My goal is to test out google's orchestrator and the compute engine api by first retrieving a list of active instances. The orchestrator project including the servlet file is stored in a jar.
I'm trying to test out the java google compute engine client api. I have a cron job which calls on the orchestrator servlet. The target for the cron is a backend. From which I try to get the list of instances:
...
AppIdentityCredential credential = getCredential(computeScope);
String appName = ConfigProperties.getInstance().getGceConfigProperties().get("projectId");
try {
httpTransport = GoogleNetHttpTransport.newTrustedTransport();
final Compute compute = new Compute.Builder(
httpTransport, JSON_FACTORY, credential).setApplicationName(appName)
.build();
logger.info("================== Listing Compute Engine Instances ==================");
Compute.Instances.List instances = compute.instances().list(projectId, zone);
InstanceList list = instances.execute();
if (list.getItems() == null) {
logger.info("No instances found. Sign in to the Google APIs Console and create "
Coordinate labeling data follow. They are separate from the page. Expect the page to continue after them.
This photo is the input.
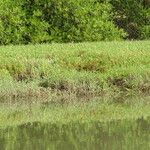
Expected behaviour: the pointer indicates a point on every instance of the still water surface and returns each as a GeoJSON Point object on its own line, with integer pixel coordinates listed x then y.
{"type": "Point", "coordinates": [117, 135]}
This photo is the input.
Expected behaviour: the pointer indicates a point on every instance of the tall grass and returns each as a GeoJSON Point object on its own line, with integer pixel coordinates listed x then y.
{"type": "Point", "coordinates": [75, 71]}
+ "an instance at: code.google.com/apis/console");
} else {
for (Instance instance : list.getItems()) {
logger.info(instance.toPrettyString());
}
}
...
There error response I get is(I omitted my project name from the response, I confirmed that I'm using the correct project id in my code):
com.google.cloud.solutions.sampleapps.orchestration.orchestrator.server.GceClientApiUtils
getInstances: com.google.api.client.googleapis.json.GoogleJsonResponseException: 404 OK
{
"code" : 404,
"errors" : [ {
"domain" : "global",
"message" : "The resource 'projects/<project-name-here>' was not found",
"reason" : "notFound"
} ],
"message" : "The resource 'projects/<project-name_here>' was not found"
}
I've also attempted this by retrieving an access token and making a RESTful call to get the list of instances and i received the exact same response. I confirmed the Url constructed was correct by comparing it against a successful query of the instances using the api explorer.
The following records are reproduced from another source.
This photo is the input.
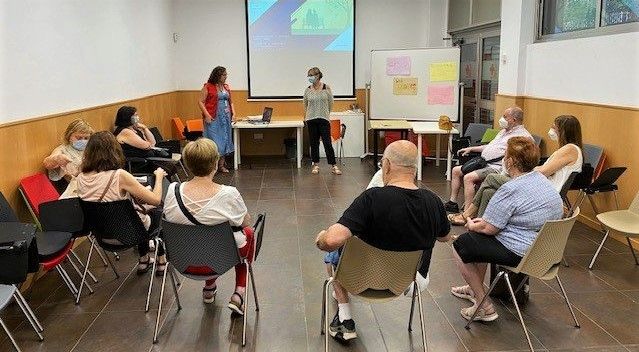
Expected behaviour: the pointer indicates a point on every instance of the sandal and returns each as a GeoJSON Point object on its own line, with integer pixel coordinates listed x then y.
{"type": "Point", "coordinates": [208, 294]}
{"type": "Point", "coordinates": [237, 308]}
{"type": "Point", "coordinates": [482, 314]}
{"type": "Point", "coordinates": [463, 292]}
{"type": "Point", "coordinates": [457, 219]}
EDIT: I determined the solution to the issue with help of another post:
I was finally able to find the solution in the post Compute Engine API call fails with http 404
I needed to add my app engine service account as a team member with edit capabilities, which it does not have by default. Once I did this, the code worked as expected. I had to do this through cloud.google.com/console, as if done through appengine.google.com, a pending status will be given to the service account and will not have access.
For me i had to make sure i had authorization. Try this in the terminal gcloud auth login
Make sure you are in the right project, you can run this command on your vm to see if you are in the right project:
gcloud config list
Take a look at this post in Google Groups
Do you have access to the developers console https://console.developers.google.com?
It seems that the user account #appspot.gserviceaccount.com has not access to compute engine. In my case I see #developer.gserviceaccount.com.